Proactive measures designed to handle medical emergencies and disruptions in service were created approximately 7 years ago. Due to recent upgrades, as well as personnel changes, we decided to take a closer look at the Bellevue University Library’s Disaster Preparedness Manual and update it to reflect current practices. The purpose of the Disaster Preparedness Manual is to be a resource should a medical emergency, disruption in service (such as a power outage or water main break) or emergency occur that would jeopardize the building’s structure, the library collection, or the safety of library staff and patrons (customers).

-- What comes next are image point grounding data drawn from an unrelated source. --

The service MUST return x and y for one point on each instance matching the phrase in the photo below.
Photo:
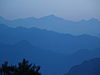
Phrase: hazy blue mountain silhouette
(57, 24)
(48, 40)
(90, 67)
(51, 62)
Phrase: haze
(67, 9)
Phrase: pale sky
(67, 9)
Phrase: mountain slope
(63, 43)
(51, 62)
(57, 24)
(91, 67)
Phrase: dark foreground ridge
(91, 67)
(23, 68)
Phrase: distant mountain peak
(93, 20)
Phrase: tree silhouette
(23, 68)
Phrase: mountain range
(57, 24)
(50, 62)
(48, 40)
(90, 67)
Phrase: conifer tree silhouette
(23, 68)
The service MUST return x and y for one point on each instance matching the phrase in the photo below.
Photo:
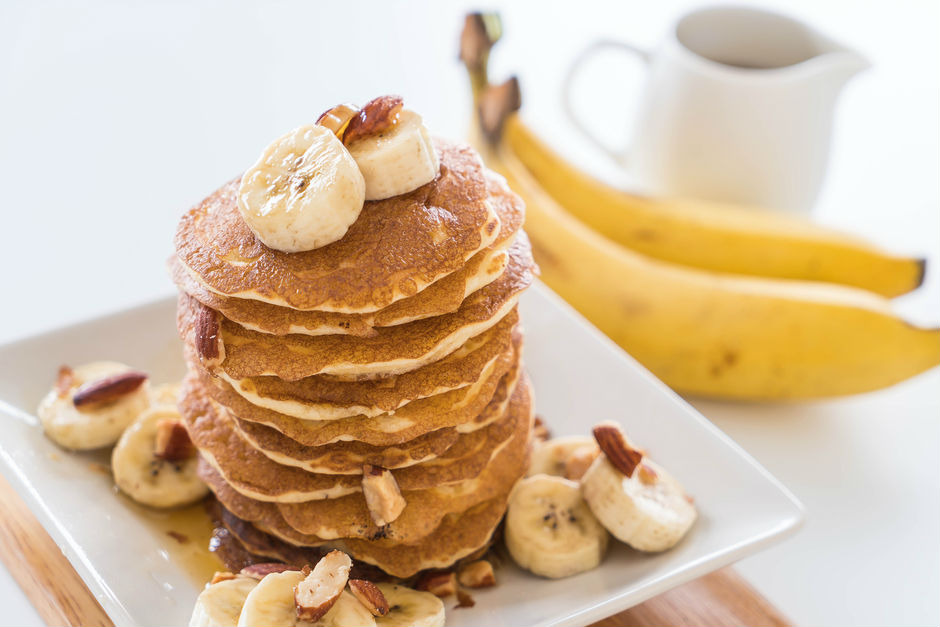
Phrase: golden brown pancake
(440, 549)
(396, 248)
(444, 296)
(289, 452)
(439, 298)
(314, 521)
(202, 415)
(393, 350)
(426, 462)
(326, 398)
(385, 430)
(459, 535)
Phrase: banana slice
(410, 608)
(91, 405)
(220, 604)
(398, 160)
(271, 604)
(147, 478)
(648, 510)
(549, 529)
(303, 192)
(557, 456)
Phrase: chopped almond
(614, 444)
(376, 117)
(173, 443)
(108, 389)
(382, 494)
(370, 596)
(478, 574)
(440, 583)
(64, 381)
(316, 594)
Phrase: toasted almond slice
(173, 443)
(337, 118)
(382, 494)
(64, 381)
(614, 444)
(208, 339)
(376, 116)
(108, 389)
(478, 574)
(370, 596)
(316, 594)
(440, 583)
(464, 599)
(258, 571)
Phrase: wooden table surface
(61, 597)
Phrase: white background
(116, 116)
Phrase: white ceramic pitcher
(738, 106)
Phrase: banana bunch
(716, 301)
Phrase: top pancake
(393, 350)
(397, 247)
(444, 296)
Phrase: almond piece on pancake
(370, 596)
(613, 443)
(108, 389)
(478, 574)
(377, 116)
(382, 494)
(316, 594)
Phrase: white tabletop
(116, 116)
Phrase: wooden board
(61, 597)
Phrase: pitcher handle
(575, 68)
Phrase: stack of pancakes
(396, 347)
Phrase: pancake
(239, 544)
(288, 452)
(396, 248)
(344, 517)
(439, 298)
(427, 462)
(263, 426)
(460, 535)
(393, 350)
(444, 296)
(326, 398)
(337, 458)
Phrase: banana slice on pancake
(155, 463)
(550, 530)
(392, 147)
(635, 498)
(91, 405)
(271, 604)
(303, 192)
(410, 608)
(220, 603)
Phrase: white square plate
(580, 378)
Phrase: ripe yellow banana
(713, 334)
(713, 236)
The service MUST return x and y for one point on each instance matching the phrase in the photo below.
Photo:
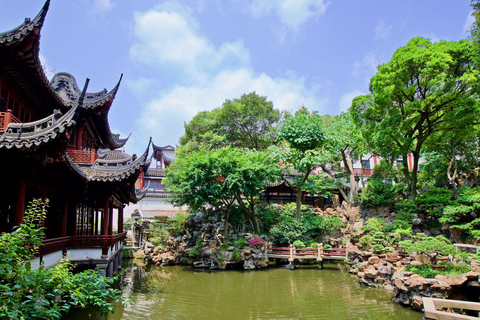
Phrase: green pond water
(179, 292)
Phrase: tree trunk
(227, 215)
(249, 213)
(299, 203)
(348, 163)
(452, 177)
(406, 173)
(344, 195)
(416, 157)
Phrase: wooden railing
(6, 118)
(318, 253)
(79, 242)
(80, 156)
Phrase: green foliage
(429, 245)
(374, 225)
(236, 255)
(434, 200)
(464, 217)
(366, 242)
(177, 224)
(299, 244)
(405, 210)
(378, 193)
(245, 122)
(300, 137)
(287, 231)
(28, 293)
(195, 252)
(268, 215)
(426, 271)
(241, 243)
(425, 88)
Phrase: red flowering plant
(256, 242)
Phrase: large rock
(415, 283)
(400, 285)
(384, 270)
(373, 260)
(417, 302)
(371, 272)
(363, 266)
(248, 265)
(392, 257)
(475, 265)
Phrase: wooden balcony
(362, 172)
(79, 242)
(80, 156)
(6, 118)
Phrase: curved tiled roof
(114, 168)
(65, 85)
(17, 34)
(34, 134)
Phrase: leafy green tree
(41, 293)
(300, 137)
(220, 178)
(475, 30)
(344, 143)
(426, 87)
(246, 122)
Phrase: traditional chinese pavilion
(150, 182)
(56, 144)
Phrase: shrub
(366, 242)
(268, 215)
(427, 271)
(177, 224)
(405, 210)
(288, 231)
(241, 243)
(299, 244)
(256, 242)
(28, 293)
(434, 200)
(429, 245)
(373, 225)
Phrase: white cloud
(172, 39)
(292, 13)
(382, 30)
(47, 69)
(103, 5)
(468, 22)
(169, 39)
(368, 66)
(346, 100)
(165, 116)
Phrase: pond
(180, 292)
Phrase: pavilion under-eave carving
(56, 143)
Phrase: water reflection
(308, 293)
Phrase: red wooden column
(20, 206)
(110, 219)
(64, 218)
(120, 220)
(106, 209)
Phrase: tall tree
(300, 136)
(420, 91)
(220, 178)
(246, 122)
(346, 144)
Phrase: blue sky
(182, 57)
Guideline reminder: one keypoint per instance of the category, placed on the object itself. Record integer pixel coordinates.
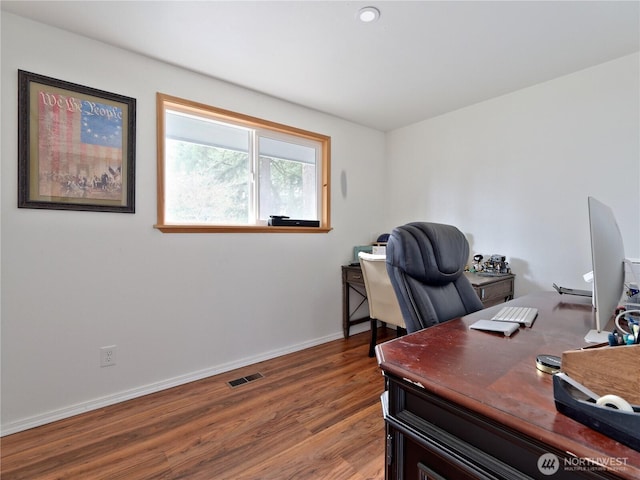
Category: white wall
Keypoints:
(514, 172)
(178, 306)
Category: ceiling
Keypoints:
(419, 60)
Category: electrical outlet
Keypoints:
(108, 356)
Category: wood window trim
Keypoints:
(164, 101)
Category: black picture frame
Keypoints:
(76, 146)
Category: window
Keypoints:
(220, 171)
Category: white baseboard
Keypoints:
(83, 407)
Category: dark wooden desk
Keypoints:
(470, 404)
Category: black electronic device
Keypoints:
(576, 401)
(284, 221)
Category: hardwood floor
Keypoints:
(315, 415)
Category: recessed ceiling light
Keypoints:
(368, 14)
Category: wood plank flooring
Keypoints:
(315, 415)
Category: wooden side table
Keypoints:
(492, 290)
(352, 280)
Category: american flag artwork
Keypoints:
(80, 147)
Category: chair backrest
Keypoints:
(383, 303)
(425, 262)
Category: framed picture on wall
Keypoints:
(76, 146)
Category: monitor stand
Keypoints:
(594, 336)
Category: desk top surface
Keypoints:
(496, 376)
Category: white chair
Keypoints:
(383, 303)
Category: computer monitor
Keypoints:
(607, 256)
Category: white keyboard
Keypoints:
(522, 315)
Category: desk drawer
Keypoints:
(458, 443)
(355, 276)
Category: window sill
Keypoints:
(238, 229)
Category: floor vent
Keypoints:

For example, in the event of a natural disaster, such as a tornado, the Library has two classrooms designated as tornado shelters for library staff and patrons. If library materials are damaged due to water or mold or fire, steps have been put in place to salvage damaged library materials. The Disaster Plan Manual also provides the names and phone numbers of local companies that specialize in recovering library materials. Other topics covered in the manual include steps to repair insect damage, vandalism, and flood damage.
In addition to preserving library materials, the Library’s Disaster Preparedness and Emergency Management Manual also includes the necessary steps needed in the case of other rare situations such as a gas leak, bomb threat, shelving unit collapse, suspicious package, active shooter, and medical emergency.
It is our hope that we will never need to use the manual, but we are also mindful that these situations could occur. We have the peace of mind that current processes, procedures, and resources are readily available to keep the Library staff, patrons, and resources safe and secure.